Literary Hub

How Working at a Bookstore Changed My Writing Career

I was one of those regulars who lingered too long at the counter, but I was excited like everyone else in North Brooklyn that there was a new bookstore in the neighborhood. It was exactly a mile up the road from me—I lived in Williamsburg and the store was in Greenpoint—and I could bike there when I needed a break from working on my third book. I had a lot of time on my hands, it seemed, but also it was a special place, WORD Bookstore was. It was small and clean and sunlit and they had a great small press section and a wonderful display window that we writers in the neighborhood all hungered for our books to be in someday.

Everyone who worked there was smart and young and exquisitely nerdy. Eventually I befriended the owner, Christine Onorati, a funny, sharp, fast-talking whirlwind of a woman, and her store manager, Stephanie Anderson, who at 25 had already read everything I had read and also everything I hadn’t. I admired them both and loved talking to them. I had a book launch there, and another, but also it was a spot for my friends and I to meet on a weekend morning, and a store where I could buy last-minute gifts, and perhaps most of all a place to feel less lonely when the words weren’t coming out just as I would like. Ray Oldenburg writes in The Great Good Place of the importance of third places in communities, how we need a place that is different from work and home where we can connect with our neighbors. WORD, like all great bookstores, had become my third place, and I imagine for many others in Brooklyn as well.

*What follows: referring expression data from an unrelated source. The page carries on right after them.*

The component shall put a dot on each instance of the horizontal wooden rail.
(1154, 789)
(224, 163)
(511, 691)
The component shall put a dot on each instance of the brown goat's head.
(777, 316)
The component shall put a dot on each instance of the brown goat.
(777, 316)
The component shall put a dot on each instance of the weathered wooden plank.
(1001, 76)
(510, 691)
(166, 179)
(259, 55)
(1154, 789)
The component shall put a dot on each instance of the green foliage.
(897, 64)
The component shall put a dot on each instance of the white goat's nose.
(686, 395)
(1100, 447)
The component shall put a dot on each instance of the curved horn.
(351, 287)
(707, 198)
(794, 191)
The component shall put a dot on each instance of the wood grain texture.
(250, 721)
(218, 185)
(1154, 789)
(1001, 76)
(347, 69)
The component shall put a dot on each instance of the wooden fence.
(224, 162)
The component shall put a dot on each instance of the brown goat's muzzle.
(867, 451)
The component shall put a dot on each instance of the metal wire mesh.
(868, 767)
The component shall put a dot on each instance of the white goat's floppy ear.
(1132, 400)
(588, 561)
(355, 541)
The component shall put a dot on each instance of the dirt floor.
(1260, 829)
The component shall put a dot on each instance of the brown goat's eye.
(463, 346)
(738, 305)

One day in 2010 Christine asked me if I wanted to work there. It felt like some kind of dream had come true, to be able to touch all these books, and talk to all these people. My third book had come out and flopped, and I was questioning my career, not that I had one, because I knew I wanted to write, but what it meant to have one. We get so occupied with the numbers sometimes—especially when they are terrible—that we can lose track of why we’re doing what we’re doing. We forget people are actually reading our books, and that it has a life outside of reviews and sales figures and book advances and marketing plans. I remembered all of that again once I started working at WORD.

During a single shift there I might sell just one copy of an author’s new book but I could feel outrageously happy for that author because I saw the face of the person who was buying the book, their excitement to take it home, and I would remember the conversation we had about it, and I would think, “It’s in good hands now.” And maybe a week later that same customer would come back in and tell me exactly what they thought about it.

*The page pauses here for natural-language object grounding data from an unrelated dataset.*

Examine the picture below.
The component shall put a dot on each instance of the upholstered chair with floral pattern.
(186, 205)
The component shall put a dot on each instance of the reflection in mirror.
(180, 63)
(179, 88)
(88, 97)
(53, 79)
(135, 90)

Every shift, all around me, there were people who were delighted to be in that store, carefully fingering the covers, whispering to friends, asking questions of the employees, sharing knowledge, being excited and charming and nervous. It was the neighborhood (not yet quite changed and still relatively affordable), it was Christine and Stephanie (exuberant and enthusiastic), it was my co-workers (a few of whom I count now as dear friends), and it was the exact right moment in time.

While I worked there I started writing my fourth book, The Middlesteins. I wrote it for me first—I will always write my first draft for me—but there was another version now, a draft where I knew now the possibility of my book being read. In my mind I saw the potential joy and interest of an audience. I had a better understanding of what books meant to the world because of my time working at that unique third place. It’s why I thanked them in the dedication to that book, calling them “the best bookstore in the world.”

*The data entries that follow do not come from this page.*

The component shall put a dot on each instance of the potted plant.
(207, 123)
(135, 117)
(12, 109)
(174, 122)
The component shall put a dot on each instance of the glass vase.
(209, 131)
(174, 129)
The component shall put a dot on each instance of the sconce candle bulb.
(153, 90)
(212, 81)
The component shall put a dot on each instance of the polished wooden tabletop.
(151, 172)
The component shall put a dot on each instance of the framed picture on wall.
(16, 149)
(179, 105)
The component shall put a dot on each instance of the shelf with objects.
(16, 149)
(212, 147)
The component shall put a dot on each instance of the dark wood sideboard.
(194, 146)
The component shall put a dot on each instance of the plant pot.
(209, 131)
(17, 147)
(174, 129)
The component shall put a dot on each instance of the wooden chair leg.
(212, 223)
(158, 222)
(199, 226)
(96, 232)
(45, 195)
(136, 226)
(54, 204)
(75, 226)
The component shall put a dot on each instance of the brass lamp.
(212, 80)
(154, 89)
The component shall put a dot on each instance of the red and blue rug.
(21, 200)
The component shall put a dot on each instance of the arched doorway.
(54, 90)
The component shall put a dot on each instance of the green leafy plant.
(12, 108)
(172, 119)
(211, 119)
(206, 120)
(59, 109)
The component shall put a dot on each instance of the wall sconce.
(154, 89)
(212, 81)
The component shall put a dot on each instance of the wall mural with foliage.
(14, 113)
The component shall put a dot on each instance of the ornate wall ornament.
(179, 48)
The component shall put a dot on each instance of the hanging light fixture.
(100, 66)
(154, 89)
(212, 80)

WORD just celebrated its tenth anniversary, and has expanded once to a shop in Jersey City and just announced it is expanding again with a children’s shop near its Brooklyn shop. What a triumph to have made it a decade as a small business in New York. I feel so proud to have been a small part of it, but more than that, grateful.

I feel absolutely certain that working at that store changed my career and my life. I learned how to think and talk about books differently because of my time there. But it also offered me the chance to interact with my community in a new way. It was a shared space, and everyone was welcome. It was a place people could call home.